Some dogs, particularly herding breeds such as Collies, Shetland Sheepdogs, Border Collies, Australian Shepherds, and Old English Sheepdogs, may have mutations in their MDR1 genes and thus have increased risk of avermectin/milbemycin toxicity. The escalating dose regimen should be discontinued if any of the following signs are observed: mydriasis, mild salivation, significant changes in behavior, ataxia, or seizure. Practitioners can determine whether a dog has the MDR1 mutation by sending a cheek scraping to the Washington State University at Pullman College of Veterinary Medicine Veterinary Clinical Pharmacology Lab for analysis (http://www.vetmed.wsu.edu/depts-VCPL/test.aspx).
Moxidectin/imidacloprid topical (Advantage Multi®) is marketed in Europe under the trade name Advocate® and carries a label claim in Europe for treatment of D. canis infestation (Heine et al, 2005).

Cats

No products are labeled for demodicosis in cats.
Lime sulfur dips have been reported effective. Dips should be performed weekly for 6 weeks with 3.1% solution (4 ounces per gallon of water).
Ivermectin has been used once weekly at 0.3 mg/kg orally for four consecutive weeks. Side effects may occur.
Amitraz has been used in cats at a 0.0125 to 0.025% solution every 5 to 7 days for 4 to 6 weeks. Side effects may occur.

Control and Prevention

Metaflumizone/amitraz (ProMeris® for dogs) is a monthly product approved for the control of Demodex spp. that can cause demodectic mange.
For intact female dogs that develop generalized demodicosis, spaying is recommended because they may experience relapse of disease in subsequent heat cycles.
The development of demodecosis was long believed to have a genetic predisposition, and as a result, some veterinarians discourage breeding affected animals. However, the hereditary nature of demodecosis has not been clearly demonstrated.
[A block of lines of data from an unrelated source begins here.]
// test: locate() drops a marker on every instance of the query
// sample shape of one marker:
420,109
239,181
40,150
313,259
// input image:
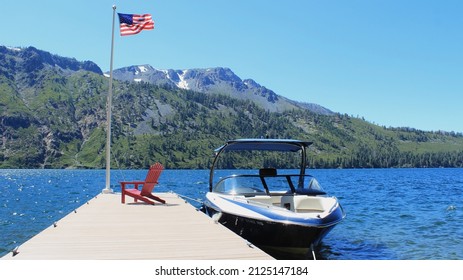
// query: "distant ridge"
217,80
53,115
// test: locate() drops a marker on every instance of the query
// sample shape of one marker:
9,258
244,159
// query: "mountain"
215,81
53,115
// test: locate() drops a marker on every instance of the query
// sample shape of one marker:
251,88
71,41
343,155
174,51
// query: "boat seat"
302,203
262,199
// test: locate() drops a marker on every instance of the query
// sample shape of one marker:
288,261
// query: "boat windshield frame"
255,185
277,145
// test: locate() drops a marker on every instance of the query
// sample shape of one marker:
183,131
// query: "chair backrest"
152,177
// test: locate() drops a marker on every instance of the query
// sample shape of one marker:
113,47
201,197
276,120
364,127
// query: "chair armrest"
135,183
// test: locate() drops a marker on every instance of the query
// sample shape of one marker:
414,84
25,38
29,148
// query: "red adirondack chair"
145,194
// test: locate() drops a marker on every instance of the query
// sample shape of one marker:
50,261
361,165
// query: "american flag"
134,24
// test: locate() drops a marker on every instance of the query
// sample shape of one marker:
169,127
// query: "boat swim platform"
106,229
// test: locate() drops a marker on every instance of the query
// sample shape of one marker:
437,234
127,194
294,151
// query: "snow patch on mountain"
183,83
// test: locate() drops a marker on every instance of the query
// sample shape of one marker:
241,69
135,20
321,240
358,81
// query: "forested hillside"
53,116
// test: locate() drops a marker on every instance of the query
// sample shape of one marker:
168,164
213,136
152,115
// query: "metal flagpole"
107,188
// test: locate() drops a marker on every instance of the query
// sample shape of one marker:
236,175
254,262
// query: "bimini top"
281,145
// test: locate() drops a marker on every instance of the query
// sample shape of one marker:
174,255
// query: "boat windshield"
251,185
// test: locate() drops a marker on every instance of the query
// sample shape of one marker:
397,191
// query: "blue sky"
395,63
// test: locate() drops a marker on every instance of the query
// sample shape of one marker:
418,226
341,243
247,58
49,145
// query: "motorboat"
283,211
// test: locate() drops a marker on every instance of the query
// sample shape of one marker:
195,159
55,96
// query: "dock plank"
105,229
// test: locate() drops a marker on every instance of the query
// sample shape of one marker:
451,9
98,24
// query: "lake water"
394,214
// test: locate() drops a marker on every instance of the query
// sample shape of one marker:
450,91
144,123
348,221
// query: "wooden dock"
105,229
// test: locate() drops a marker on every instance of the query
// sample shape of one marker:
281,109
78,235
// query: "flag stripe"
134,24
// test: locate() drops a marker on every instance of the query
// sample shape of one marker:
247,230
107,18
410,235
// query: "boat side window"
240,185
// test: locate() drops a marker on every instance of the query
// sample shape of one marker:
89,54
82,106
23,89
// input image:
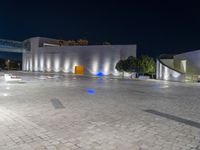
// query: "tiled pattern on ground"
113,118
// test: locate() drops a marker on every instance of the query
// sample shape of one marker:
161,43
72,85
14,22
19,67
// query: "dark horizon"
155,27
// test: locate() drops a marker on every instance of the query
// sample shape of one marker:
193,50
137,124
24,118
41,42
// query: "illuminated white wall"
163,72
95,59
188,62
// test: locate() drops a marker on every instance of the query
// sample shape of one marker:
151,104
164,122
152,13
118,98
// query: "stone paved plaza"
57,112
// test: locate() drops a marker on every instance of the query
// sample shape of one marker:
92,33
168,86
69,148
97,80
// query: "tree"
128,65
120,66
147,65
131,64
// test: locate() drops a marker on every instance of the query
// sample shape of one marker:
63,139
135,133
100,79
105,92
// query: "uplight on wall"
67,65
48,63
36,63
41,63
57,64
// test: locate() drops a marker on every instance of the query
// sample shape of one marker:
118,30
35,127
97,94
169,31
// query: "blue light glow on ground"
100,74
90,91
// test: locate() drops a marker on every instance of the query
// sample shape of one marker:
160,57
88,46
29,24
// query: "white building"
51,55
181,67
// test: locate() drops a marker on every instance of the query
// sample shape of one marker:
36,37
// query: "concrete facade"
55,58
181,67
188,62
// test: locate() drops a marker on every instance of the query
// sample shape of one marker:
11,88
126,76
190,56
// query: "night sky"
155,26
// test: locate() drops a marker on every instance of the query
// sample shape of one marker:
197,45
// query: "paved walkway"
81,113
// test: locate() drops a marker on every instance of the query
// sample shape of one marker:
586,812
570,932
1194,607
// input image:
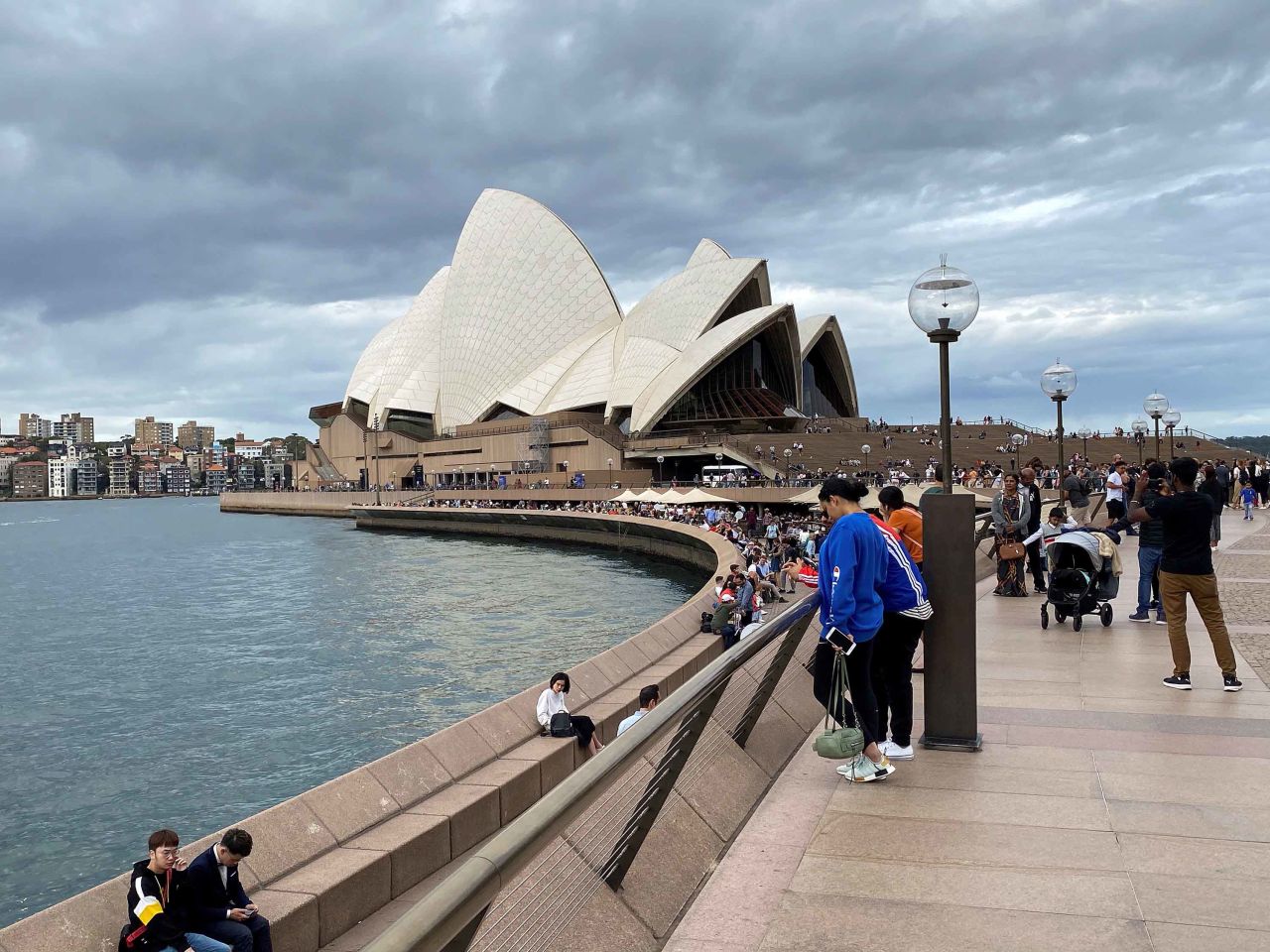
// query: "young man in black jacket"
216,901
157,915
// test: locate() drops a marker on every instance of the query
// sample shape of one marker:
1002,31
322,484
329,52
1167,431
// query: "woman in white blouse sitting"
553,702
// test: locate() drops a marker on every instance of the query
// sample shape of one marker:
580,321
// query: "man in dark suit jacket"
216,900
1029,489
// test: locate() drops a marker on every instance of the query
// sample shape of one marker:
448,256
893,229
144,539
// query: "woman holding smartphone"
853,563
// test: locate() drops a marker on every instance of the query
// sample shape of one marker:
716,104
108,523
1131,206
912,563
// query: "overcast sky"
207,209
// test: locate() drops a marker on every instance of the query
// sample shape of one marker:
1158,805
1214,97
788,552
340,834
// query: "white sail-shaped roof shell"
524,318
412,377
521,289
703,354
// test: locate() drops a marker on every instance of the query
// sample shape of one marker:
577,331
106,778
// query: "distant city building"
176,477
190,435
121,470
35,426
150,431
62,476
85,476
149,480
275,474
213,477
31,479
75,426
7,462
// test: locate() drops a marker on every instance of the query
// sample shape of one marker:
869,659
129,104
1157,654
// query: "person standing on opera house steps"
1187,569
851,572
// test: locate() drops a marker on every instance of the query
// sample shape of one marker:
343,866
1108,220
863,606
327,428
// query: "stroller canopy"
1082,540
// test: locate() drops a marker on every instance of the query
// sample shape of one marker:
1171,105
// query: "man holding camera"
217,902
1187,567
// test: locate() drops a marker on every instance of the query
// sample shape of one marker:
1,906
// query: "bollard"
952,716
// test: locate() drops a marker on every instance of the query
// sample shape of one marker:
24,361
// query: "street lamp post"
1139,435
1156,405
1058,381
376,458
1171,419
943,303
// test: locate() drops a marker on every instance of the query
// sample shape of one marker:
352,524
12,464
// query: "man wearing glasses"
157,893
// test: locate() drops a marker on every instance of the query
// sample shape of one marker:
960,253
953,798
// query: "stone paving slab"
1105,811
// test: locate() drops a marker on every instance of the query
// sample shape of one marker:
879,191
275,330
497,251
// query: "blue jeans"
200,943
1148,560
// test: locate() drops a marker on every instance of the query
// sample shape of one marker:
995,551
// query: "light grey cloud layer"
209,208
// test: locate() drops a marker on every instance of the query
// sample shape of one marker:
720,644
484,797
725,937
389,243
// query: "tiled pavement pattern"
1105,811
1243,566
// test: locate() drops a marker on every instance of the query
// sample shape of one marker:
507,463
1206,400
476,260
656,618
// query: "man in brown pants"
1187,569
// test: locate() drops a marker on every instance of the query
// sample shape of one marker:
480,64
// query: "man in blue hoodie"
852,569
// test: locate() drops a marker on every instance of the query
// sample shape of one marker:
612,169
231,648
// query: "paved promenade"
1105,810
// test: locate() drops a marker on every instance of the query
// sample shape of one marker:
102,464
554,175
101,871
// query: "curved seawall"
333,856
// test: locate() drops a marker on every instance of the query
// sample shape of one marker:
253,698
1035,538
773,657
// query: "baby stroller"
1080,580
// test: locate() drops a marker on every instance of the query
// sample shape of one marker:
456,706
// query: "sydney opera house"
517,359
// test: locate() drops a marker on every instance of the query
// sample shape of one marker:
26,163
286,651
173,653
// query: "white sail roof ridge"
702,354
412,375
707,250
365,381
521,289
532,390
811,330
670,317
588,380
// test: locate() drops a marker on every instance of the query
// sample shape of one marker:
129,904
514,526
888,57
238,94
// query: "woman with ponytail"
853,563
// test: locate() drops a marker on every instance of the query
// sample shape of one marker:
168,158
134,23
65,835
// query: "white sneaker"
894,752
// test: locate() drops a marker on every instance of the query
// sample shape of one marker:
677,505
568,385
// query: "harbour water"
166,664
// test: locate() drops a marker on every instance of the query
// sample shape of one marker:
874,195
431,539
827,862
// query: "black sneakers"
1179,680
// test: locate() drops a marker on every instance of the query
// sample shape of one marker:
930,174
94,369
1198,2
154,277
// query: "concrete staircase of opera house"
826,449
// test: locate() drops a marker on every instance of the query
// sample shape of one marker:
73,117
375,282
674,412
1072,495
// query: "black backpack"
562,725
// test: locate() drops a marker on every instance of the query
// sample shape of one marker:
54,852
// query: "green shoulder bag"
843,743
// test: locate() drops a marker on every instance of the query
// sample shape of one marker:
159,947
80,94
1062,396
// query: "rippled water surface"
169,665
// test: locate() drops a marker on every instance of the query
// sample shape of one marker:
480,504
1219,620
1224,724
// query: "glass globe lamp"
1058,381
944,301
1155,405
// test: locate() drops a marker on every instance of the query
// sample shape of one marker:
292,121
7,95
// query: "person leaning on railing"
851,571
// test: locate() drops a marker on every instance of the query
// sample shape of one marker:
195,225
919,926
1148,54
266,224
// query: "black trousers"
1035,565
249,936
893,675
861,710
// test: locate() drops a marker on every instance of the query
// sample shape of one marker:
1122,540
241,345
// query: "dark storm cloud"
176,172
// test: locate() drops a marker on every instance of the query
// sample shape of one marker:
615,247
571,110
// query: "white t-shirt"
1115,486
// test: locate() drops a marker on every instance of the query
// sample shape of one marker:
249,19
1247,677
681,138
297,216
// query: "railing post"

Public Health Considerations

Demodex mites are host-adapted; there is no zoonotic potential in either canine or feline demodicosis.

References

Heine J, Krieger K, Dumont P, Hellmann K. Evaluation of the efficacy and safety of imidacloprid 10% plus moxdectin 2.5% spot-on in the treatment of generalized demodicosis in dogs: results of a European field study. Parasitol Res Suppl 1:S89-96, 2005.
Holm BR. Efficacy of milbemycin oxime in the treatment of canine generalized demodicosis: a retrospective study of 99 dogs (1995–2000). Vet Dermatol 14:189-95, 2003.
Mueller RS. Treatment protocols for demodicosis: an evidence-based review. Vet Dermatol 15:75-89, 2004.